Ada mahasiswa dari Indonesia yang kuliah di Libya. Ia membuat video seputar kampusnya. Terlihat di beberapa tempat ada anjing yang sedang santai. Saya berfikir, kenapa di kampus islam ada hewan yang najis?

Ternyata Libya dan beberapa negara muslim di Afrika Utara seperti Tunisia dan Maroko itu, juga Turki, penganut mazhab Maliki. Mazhab ini tidak menajiskan anjing. Secara fisik hewan yang suka menggonggong ini tidak najis.
Dalam Kitab asy-Syarkh ash-Shaghir ma’a Hasyiyat as-Shawi Alaihi, disebutkan bahwa jika ada anjing yang menjilati periuk sekali atau lebih, maka dianjurkan untuk membuang air atau makanan itu kemudian disunahkan membersihkan periuk tadi tujuh kali, seperti tuntunan hadis atas dasar ta’abbudi, meski sebenarnya anjing itu sendiri suci.

Ulama Malikiah, Ibnu Rusyd dalam kitab Bidayatul Mujtahid menulis seperti ini.
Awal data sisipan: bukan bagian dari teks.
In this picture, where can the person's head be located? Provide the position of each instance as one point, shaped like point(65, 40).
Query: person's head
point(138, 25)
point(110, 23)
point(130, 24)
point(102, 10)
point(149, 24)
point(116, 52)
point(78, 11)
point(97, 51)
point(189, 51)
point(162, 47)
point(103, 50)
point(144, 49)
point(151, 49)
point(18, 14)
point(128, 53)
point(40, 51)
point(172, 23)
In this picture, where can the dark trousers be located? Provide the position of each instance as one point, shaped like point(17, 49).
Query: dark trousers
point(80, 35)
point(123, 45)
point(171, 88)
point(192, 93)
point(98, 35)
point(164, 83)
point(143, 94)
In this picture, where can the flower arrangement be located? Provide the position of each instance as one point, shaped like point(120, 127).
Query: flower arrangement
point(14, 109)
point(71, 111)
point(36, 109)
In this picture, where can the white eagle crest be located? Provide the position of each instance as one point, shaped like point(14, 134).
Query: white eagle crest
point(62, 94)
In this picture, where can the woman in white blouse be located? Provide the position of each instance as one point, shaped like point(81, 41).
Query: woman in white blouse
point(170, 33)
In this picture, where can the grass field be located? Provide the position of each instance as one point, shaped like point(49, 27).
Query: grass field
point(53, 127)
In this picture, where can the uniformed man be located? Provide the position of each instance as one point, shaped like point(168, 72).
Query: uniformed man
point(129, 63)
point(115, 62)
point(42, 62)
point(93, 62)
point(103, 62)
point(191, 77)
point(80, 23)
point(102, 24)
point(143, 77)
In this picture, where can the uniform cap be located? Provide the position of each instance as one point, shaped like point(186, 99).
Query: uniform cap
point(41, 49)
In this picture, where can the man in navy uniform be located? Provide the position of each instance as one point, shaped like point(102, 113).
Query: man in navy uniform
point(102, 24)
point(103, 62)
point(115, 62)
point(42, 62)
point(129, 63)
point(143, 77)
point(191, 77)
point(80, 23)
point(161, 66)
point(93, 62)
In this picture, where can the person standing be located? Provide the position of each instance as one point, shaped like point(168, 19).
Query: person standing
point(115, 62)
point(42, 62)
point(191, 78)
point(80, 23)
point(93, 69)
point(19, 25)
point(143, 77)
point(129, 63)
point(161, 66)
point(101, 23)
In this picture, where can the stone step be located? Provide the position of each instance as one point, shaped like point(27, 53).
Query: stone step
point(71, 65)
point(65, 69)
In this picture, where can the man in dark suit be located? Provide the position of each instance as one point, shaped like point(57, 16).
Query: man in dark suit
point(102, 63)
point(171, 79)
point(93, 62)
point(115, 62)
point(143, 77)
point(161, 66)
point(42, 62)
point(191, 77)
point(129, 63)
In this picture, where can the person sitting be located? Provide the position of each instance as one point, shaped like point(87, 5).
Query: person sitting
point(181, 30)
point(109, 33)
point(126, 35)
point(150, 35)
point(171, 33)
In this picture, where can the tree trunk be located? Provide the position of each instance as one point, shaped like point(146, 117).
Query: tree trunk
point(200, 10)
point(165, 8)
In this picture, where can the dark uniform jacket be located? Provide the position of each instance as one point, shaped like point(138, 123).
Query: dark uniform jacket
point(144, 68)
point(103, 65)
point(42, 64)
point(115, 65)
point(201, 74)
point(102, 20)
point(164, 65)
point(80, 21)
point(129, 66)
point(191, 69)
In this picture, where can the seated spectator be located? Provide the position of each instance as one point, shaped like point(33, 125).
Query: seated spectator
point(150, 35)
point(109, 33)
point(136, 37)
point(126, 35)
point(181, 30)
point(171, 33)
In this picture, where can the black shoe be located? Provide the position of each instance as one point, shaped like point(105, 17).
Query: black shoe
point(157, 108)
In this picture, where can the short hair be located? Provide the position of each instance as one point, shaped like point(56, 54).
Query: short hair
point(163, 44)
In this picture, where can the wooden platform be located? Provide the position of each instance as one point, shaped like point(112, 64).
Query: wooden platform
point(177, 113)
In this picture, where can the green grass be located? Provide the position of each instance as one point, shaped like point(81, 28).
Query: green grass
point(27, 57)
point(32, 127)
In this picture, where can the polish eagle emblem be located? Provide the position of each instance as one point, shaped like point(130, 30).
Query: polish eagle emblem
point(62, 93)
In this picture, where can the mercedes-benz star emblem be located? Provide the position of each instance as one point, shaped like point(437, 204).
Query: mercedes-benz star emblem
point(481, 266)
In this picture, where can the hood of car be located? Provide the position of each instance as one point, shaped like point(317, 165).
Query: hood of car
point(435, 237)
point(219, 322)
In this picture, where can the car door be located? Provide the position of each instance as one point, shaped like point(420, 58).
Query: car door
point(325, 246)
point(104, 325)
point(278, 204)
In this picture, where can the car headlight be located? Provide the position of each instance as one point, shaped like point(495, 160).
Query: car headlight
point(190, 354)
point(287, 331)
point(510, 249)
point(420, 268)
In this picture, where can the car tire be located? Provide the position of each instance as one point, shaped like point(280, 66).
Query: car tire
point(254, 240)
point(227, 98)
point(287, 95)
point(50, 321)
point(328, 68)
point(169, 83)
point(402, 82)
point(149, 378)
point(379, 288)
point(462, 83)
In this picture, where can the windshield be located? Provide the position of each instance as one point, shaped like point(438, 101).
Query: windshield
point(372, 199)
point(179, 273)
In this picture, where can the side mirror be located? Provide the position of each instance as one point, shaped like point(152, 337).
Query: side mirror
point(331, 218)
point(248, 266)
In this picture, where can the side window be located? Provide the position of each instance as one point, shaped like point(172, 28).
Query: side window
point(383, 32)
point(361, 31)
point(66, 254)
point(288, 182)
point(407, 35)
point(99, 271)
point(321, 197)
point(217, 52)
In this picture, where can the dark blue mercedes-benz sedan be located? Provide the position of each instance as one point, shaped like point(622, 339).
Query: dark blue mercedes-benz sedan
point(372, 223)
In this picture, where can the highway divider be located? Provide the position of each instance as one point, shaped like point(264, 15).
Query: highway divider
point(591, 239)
بداية المجتهد - (ج 1 / ص 29)
قال القاضي: وقد ذهب جدي - رحمة الله عليه - في كتاب المقدمات إلى أن هذا الحديث معلل معقول المعنى ليس من سبب النجاسة، بل من سبب ما يتوقع أن يكون الكلب الذي ولغ في الاناء كلبا، فيخاف منه السم قال: ولذلك جاء هذا العدد الذي هو السبع في غسله، فإن هذا العدد قد استعمل في الشرع في مواضع كثيرة في العلاج، والمداواة من الامراض

"Kata Al Qadhi: "Kakek saya - semoga Allah merahmatinya - berpendapat dalam kitab Al Muqadimah, bahwa hadis ini memiliki alasan yang masuk akal, dan bukan disebabkan oleh najis, tetapi karena alasan yaitu ketika anjing yang menjulurkan lidahnya ke dalam bejana, dia merasa takut terkena racun." Dia juga berkata: "Oleh karena itu, jumlah pencucian untuk hal ini adalah tujuh kali. Angka tujuh ini digunakan dalam banyak konteks pengobatan dan penyembuhan penyakit."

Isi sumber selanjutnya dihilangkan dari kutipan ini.